I've found different sites that tell me to nail the step flashing to the wall and others tell me to nail it to the roof. Which one is correct? Please explain.

Thanks,

Schmidt


----------



## seeyou (Dec 12, 2008)

Nail it to the roof - never to the wall.

The roof will likely need to be replaced before the siding. If it's nailed to the wall, you can't remove it. Nailed to the roof, you can slip the old out and new in without disturbing the siding.


----------



## Slyfox (Jun 13, 2008)

If you nail your step flashing's to the roof your placing a fastener with in 2" too 5" of the wall every 5" too 9" inches all the way up the roof from the eave to the ridge.

If you fasten the steps into the wall you don't, or atleast shouldn't because your shingle fasteners should never be that close.

Most roofers "in snow/ice regions" run a strip of ice & water shield on the walls now a days, either under or over the step flashing's and some times both. In these cases, removing the step flashing's is going to be a problem no matter where you place your fasteners because the flashing's are going to stick to the ice & water shield and be quite an adventure to remove because of it.

I fasten my step flashing's to the wall, placing each fastener toward the top high point so that it will be completely covered by the next piece of flashing.
I always use thicker aluminum or copper, both those materials will out last the life span of the shingles. Installed properly they'll out last a couple life spans of shingles.


----------



## seeyou (Dec 12, 2008)

Where do you nail your steps when flashing to masonry walls?


----------



## Tom Struble (Dec 29, 2008)

i always heard it had to do with wall movement as to why you would nail to the deck,not sure about that


----------



## Slyfox (Jun 13, 2008)

If the builders used a wooden ledger I'll fasten them to the wall, if they did not I'll fasten them to the roof, with the fasteners still placed in higher outside corner so the next piece of step covers it.


----------



## Slyfox (Jun 13, 2008)

tomstruble said:


> i always heard it had to do with wall movement as to why you would nail to the deck,not sure about that



If they are nailed to both the wall and deck I could see movement possibly being a problem, but just nailing to the wall should provide the same free movement as just nailing to the deck, I would think anyhow.


----------



## bcdemon (Jul 12, 2010)

Perfect example of why you nail it to the roof and not the wall.

Tore off some T-Locs today, and the white step flashing was nailed to the wall. T-Locs and Certainteed Landmarks have a major difference in exposure.
Because I was unable to adjust the step flashing due to it being nailed to the wall, there are now some white pieces of step flashing exposed on my Moire Black roof. Had those steps been nailed to the roof, I would have been able to adjust them accordingly.

Luckily it's a 4/12 and you can't see the roof/wall join from the ground.


----------



## Slyfox (Jun 13, 2008)

bcdemon said:


> Perfect example of why you nail it to the roof and not the wall.
> 
> Tore off some T-Locs today, and the white step flashing was nailed to the wall.

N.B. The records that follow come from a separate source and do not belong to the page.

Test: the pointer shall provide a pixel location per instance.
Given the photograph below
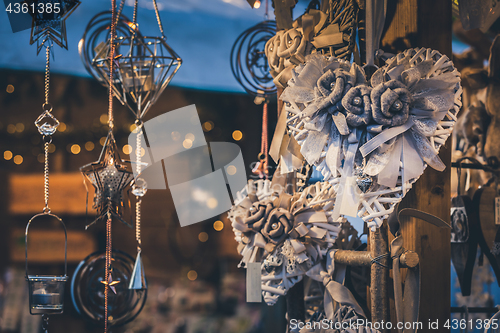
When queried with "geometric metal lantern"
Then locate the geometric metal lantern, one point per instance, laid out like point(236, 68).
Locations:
point(46, 292)
point(144, 68)
point(249, 62)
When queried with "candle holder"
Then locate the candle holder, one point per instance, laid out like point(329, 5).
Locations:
point(46, 292)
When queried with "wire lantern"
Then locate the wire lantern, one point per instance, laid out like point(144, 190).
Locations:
point(248, 60)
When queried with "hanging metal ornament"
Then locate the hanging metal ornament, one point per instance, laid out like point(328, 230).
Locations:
point(49, 21)
point(109, 176)
point(145, 66)
point(46, 292)
point(139, 189)
point(97, 33)
point(248, 60)
point(87, 289)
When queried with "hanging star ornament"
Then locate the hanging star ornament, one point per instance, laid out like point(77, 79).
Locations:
point(49, 21)
point(109, 176)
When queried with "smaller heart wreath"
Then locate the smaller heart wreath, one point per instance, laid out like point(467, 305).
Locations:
point(372, 139)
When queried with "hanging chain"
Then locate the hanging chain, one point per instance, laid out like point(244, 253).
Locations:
point(111, 125)
point(47, 77)
point(47, 139)
point(111, 62)
point(134, 17)
point(120, 9)
point(46, 209)
point(160, 25)
point(261, 166)
point(107, 271)
point(264, 145)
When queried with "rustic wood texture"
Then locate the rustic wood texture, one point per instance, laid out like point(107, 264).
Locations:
point(426, 23)
point(67, 194)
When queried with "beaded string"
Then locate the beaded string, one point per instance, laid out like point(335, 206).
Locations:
point(111, 126)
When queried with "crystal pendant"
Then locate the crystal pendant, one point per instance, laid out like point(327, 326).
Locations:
point(140, 187)
point(46, 123)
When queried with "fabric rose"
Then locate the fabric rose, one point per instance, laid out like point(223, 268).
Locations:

T-Locs and Certainteed Landmarks have a major difference in exposure.
> Because I was unable to adjust the step flashing due to it being nailed to the wall, there are now some white pieces of step flashing exposed on my Moire Black roof. Had those steps been nailed to the roof, I would have been able to adjust them accordingly.
> ...


I have run into that problem several times, if you run a double course a couple times while your working your way up the wall you can finish with out any exposed metal and do so with out sacrificing quality.
It's no more difficult than dealing with the few pieces that the J channel nails hit, here and there.


----------